Di promesse sancite nel sangue e nel vischioso di una sfida a colpi di lama.
"Ti ucciderò, Addakra..." un mormorio che le spezza il respiro, il ringhio di un lupo.
Una luna sbiadita illumina due corpi abbandonati nel buio, lacerati.
"Non puoi." una pupilla uncinata gli scorre addosso, prima di scomparire tra il grigio della memoria e il bianco del nulla " L'hai già fatto."

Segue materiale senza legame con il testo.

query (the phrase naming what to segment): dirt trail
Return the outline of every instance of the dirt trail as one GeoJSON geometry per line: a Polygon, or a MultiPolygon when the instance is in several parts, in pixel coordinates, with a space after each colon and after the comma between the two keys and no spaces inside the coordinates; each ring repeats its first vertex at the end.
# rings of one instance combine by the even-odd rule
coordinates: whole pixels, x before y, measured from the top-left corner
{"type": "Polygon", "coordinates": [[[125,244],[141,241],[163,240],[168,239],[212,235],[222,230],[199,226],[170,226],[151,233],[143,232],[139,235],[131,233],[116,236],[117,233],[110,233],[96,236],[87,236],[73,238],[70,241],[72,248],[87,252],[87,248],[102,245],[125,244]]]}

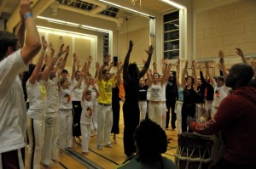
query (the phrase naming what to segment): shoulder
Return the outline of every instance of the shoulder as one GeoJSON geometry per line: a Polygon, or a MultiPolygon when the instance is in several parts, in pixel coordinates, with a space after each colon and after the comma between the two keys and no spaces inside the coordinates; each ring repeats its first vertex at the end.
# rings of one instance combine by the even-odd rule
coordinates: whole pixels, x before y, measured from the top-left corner
{"type": "Polygon", "coordinates": [[[168,169],[175,169],[176,166],[175,166],[175,164],[174,162],[170,160],[170,159],[167,159],[166,157],[162,157],[162,160],[163,160],[163,165],[164,165],[164,168],[168,168],[168,169]]]}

Per quelli che paiono minuti, Zanor rimane immobile, rigido e dolente nei suoi pensieri.
Sulla sua bocca, il sapore della vita a cui è stato strappato, l'araldo della sconfitta.
Per lui, quella donna è un fantasma di tenebra e bruma, schegge di passato e gemiti intorno al fuoco.
Ha l'odore del cuoio e di una brama che può tacitare solo con l'insano orgasmo della lotta.
Frusta irato l'aria, liberando un verso gutturale, quasi il latrato di un lupo.
Quando comincia a nevicare, non saprebbe più dire se è ghiaccio o sale quello che gli scorre sulle guance.
E, in fondo, non vuole davvero saperlo.




Nota dell'autrice:

Achillea millefolium: è una pianta di cui si usano i fiori essiccati per le proprietà antispasmodiche (bagni rilassanti), astringenti, cicatrizzanti ed antinfiammatorie.
Wakizashi: è un'arma bianca giapponese, una piccola spada corta indossata dai samurai. Sempre a contatto con il corpo, veniva utilizzata durante la cerimonia del Seppuku.
Falx: dal latino, significa "falce", qui al plurale, ovvero "falci".